Exercise #1: BWA global alignment – Yeast ChIP-seq

Overview ChIP-seq alignment workflow with BWA

We will perform a global alignment of the paired-end Yeast ChIP-seq sequences using bwa. This workflow has the following steps:

1. Trim the FASTQ sequences down to 50 with fastx_clipper
   • this removes most of any 5' adapter contamination without the fuss of specific adapter trimming w/cutadapt
2. Prepare the sacCer3 reference index for bwa using bwa index
   
   • this is done once, and re-used for later alignments
3. Perform a global bwa alignment on the R1 reads (bwa aln) producing a BWA-specific binary .sai intermediate file
4. Perform a global bwa alignment on the R2 reads (bwa aln) producing a BWA-specific binary .sai intermediate file
5. Perform pairing of the separately aligned reads and report the alignments in SAM format using bwa sampe
6. Convert the SAM file to a BAM file (samtools view)
7. Sort the BAM file by genomic location (samtools sort)
8. Index the BAM file (samtools index)
9. Gather simple alignment statistics (samtools flagstat and samtools idxstat)

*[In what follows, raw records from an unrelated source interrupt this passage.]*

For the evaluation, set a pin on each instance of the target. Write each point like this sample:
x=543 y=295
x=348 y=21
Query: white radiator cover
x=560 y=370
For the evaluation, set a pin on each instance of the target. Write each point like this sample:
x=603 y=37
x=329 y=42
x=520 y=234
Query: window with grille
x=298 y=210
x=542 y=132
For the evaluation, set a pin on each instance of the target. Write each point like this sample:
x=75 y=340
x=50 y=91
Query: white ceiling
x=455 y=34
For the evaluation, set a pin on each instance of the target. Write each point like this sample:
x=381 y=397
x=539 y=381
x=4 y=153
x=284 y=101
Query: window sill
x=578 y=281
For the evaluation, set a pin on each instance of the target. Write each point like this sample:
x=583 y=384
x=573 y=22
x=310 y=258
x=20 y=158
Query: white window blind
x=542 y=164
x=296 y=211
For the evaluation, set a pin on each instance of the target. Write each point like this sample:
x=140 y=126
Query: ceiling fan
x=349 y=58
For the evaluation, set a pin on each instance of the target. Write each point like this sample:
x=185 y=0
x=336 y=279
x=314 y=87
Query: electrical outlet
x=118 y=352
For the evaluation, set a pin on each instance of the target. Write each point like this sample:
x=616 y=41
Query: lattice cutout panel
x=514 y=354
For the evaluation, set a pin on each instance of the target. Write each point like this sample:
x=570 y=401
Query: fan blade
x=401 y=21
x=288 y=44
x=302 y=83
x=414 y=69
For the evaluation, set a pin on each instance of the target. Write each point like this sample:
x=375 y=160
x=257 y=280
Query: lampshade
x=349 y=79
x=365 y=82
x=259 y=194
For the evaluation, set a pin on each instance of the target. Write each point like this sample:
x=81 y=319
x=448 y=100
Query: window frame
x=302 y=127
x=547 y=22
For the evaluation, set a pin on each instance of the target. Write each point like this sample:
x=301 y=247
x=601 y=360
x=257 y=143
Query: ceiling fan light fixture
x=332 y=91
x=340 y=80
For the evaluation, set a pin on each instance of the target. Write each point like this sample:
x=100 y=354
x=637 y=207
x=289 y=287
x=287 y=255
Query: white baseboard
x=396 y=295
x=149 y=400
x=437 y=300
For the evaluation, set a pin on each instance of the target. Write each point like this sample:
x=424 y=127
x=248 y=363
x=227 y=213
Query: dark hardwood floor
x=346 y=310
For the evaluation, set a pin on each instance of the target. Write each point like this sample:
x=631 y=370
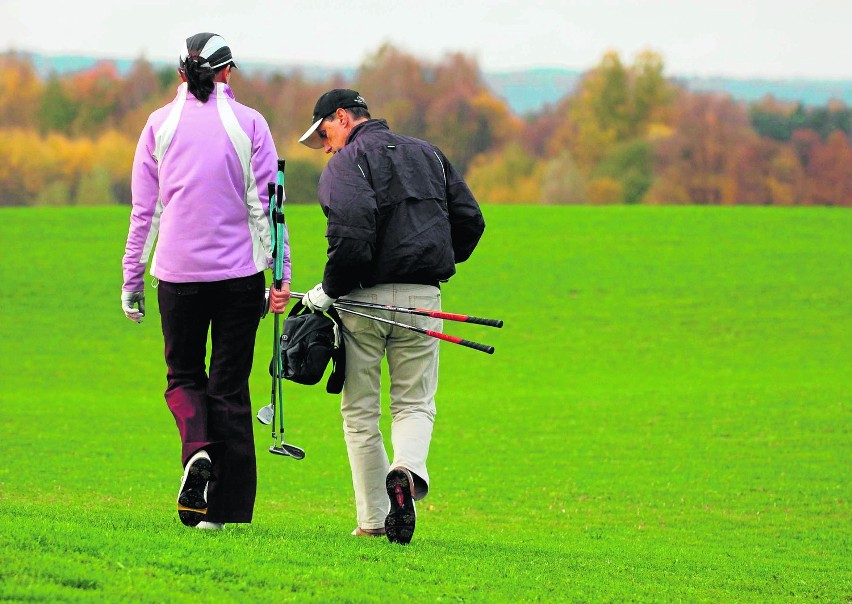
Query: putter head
x=266 y=414
x=287 y=451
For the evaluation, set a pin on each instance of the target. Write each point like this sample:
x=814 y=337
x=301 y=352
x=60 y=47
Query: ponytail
x=199 y=79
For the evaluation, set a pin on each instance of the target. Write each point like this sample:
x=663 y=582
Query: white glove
x=316 y=299
x=128 y=299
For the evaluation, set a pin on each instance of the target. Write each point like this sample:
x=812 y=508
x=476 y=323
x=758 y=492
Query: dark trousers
x=212 y=409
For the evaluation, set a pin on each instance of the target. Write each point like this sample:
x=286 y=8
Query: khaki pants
x=413 y=367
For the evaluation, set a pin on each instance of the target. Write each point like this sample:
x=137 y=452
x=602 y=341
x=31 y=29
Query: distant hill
x=529 y=90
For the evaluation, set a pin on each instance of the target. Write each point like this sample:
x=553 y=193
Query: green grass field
x=666 y=418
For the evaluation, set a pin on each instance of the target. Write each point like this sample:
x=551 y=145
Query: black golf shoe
x=399 y=524
x=192 y=497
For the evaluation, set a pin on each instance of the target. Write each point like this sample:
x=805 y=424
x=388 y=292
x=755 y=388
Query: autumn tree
x=20 y=92
x=510 y=176
x=699 y=158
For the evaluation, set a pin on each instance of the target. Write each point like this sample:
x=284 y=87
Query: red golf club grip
x=456 y=340
x=437 y=314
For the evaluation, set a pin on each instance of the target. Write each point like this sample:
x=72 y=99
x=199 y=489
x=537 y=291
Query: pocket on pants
x=427 y=302
x=355 y=324
x=179 y=289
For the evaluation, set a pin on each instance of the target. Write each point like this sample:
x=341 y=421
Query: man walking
x=399 y=219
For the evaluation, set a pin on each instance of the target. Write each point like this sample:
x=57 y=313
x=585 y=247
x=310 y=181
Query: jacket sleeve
x=466 y=221
x=144 y=214
x=350 y=205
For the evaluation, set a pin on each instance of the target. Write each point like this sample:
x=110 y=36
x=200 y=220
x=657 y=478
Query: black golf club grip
x=477 y=346
x=489 y=322
x=456 y=340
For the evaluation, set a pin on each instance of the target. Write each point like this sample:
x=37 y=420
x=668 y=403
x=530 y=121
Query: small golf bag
x=310 y=341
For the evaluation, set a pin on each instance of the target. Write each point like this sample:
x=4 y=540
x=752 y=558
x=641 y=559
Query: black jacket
x=397 y=212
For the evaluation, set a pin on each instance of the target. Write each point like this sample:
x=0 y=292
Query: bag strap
x=338 y=357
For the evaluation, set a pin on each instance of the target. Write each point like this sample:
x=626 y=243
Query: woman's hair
x=199 y=79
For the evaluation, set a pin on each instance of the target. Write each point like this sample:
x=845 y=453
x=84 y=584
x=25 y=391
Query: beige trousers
x=413 y=368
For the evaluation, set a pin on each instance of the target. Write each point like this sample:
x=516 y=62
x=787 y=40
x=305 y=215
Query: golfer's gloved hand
x=128 y=299
x=316 y=299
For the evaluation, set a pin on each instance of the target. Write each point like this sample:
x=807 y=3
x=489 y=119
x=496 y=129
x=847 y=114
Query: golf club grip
x=464 y=318
x=456 y=340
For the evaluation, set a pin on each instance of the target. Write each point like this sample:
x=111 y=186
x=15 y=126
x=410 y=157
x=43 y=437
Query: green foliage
x=95 y=189
x=54 y=194
x=669 y=425
x=779 y=123
x=302 y=179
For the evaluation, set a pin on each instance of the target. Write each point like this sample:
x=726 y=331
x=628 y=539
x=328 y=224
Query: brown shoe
x=359 y=532
x=399 y=524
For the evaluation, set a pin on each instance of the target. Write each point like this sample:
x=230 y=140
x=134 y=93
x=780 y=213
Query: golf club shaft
x=434 y=334
x=424 y=312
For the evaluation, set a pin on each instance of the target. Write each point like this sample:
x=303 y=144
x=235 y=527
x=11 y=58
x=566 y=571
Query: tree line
x=626 y=135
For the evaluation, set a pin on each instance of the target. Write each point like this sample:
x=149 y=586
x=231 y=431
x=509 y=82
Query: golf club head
x=266 y=414
x=287 y=451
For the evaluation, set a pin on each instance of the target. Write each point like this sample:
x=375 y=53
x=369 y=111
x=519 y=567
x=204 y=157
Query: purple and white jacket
x=199 y=188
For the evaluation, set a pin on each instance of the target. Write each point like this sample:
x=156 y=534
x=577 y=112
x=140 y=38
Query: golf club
x=266 y=415
x=424 y=312
x=431 y=333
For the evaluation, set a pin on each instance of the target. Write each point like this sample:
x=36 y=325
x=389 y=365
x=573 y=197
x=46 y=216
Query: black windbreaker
x=397 y=212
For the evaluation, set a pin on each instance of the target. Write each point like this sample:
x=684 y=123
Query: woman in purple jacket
x=199 y=188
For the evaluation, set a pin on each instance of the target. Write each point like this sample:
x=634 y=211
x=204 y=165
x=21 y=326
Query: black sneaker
x=399 y=524
x=192 y=497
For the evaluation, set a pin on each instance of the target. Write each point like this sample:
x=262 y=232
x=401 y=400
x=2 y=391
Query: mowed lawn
x=666 y=418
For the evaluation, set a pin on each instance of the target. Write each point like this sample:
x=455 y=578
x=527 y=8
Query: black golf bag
x=310 y=341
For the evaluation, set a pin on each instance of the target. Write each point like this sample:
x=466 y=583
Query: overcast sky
x=735 y=38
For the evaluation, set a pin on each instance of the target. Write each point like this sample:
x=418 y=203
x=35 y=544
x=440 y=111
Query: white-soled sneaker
x=192 y=497
x=210 y=526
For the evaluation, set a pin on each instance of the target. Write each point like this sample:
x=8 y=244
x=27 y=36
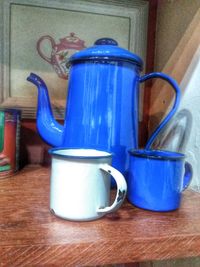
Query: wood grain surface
x=31 y=236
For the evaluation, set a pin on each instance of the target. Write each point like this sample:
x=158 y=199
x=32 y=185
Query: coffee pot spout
x=49 y=129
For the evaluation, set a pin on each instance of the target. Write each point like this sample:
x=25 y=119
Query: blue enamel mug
x=157 y=178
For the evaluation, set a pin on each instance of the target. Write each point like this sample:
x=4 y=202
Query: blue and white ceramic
x=80 y=184
x=102 y=102
x=157 y=178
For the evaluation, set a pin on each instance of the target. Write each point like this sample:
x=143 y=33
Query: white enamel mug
x=80 y=184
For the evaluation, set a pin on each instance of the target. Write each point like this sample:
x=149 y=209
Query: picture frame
x=25 y=22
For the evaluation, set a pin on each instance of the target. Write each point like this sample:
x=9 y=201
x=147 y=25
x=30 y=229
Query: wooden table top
x=31 y=236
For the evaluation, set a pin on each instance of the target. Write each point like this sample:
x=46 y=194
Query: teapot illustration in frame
x=60 y=52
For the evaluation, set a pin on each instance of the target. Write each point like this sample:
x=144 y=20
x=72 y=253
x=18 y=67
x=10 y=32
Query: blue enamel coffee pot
x=102 y=102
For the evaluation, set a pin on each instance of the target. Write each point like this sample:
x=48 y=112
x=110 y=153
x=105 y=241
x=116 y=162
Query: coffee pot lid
x=108 y=49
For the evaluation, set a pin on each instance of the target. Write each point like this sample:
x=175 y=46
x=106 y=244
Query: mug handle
x=175 y=86
x=187 y=175
x=121 y=188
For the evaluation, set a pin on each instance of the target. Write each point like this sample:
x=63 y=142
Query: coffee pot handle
x=175 y=86
x=121 y=189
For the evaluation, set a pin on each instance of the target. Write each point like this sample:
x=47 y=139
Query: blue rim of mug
x=102 y=153
x=157 y=154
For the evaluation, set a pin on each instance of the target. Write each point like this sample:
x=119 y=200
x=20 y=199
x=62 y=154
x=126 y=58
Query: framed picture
x=40 y=35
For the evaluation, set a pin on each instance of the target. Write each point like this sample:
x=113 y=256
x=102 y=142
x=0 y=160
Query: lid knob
x=105 y=41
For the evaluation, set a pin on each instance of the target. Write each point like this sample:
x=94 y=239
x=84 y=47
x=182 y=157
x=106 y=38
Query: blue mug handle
x=175 y=86
x=187 y=175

We're going to skip the trimming step for now and see how it goes. We'll perform steps 2 - 5 now and leave samtools for a later exercise since steps 6 - 10 are common to nearly all post-alignment workflows.

Introducing BWA

Like other tools you've worked with so far, you first need to load bwa. Do that now, and then enter bwa with no arguments to view the top-level help page (many NGS tools will provide some help when called with no arguments). Note that bwa is available both from the standard TACC module system and as BioContainers. module.

module load bwa
bwa

Program: bwa (alignment via Burrows-Wheeler transformation)
Version: 0.7.16a-r1181
Contact: Heng Li <lh3@sanger.ac.uk>

Usage:   bwa <command> [options]

Command: index         index sequences in the FASTA format
         mem           BWA-MEM algorithm
         fastmap       identify super-maximal exact matches
         pemerge       merge overlapping paired ends (EXPERIMENTAL)
         aln           gapped/ungapped alignment
         samse         generate alignment (single ended)
         sampe         generate alignment (paired ended)
         bwasw         BWA-SW for long queries

         shm           manage indices in shared memory
         fa2pac        convert FASTA to PAC format
         pac2bwt       generate BWT from PAC
         pac2bwtgen    alternative algorithm for generating BWT
         bwtupdate     update .bwt to the new format
         bwt2sa        generate SA from BWT and Occ

Note: To use BWA, you need to first index the genome with `bwa index'.
      There are three alignment algorithms in BWA: `mem', `bwasw', and
      `aln/samse/sampe'. If you are not sure which to use, try `bwa mem'
      first. Please `man ./bwa.1' for the manual.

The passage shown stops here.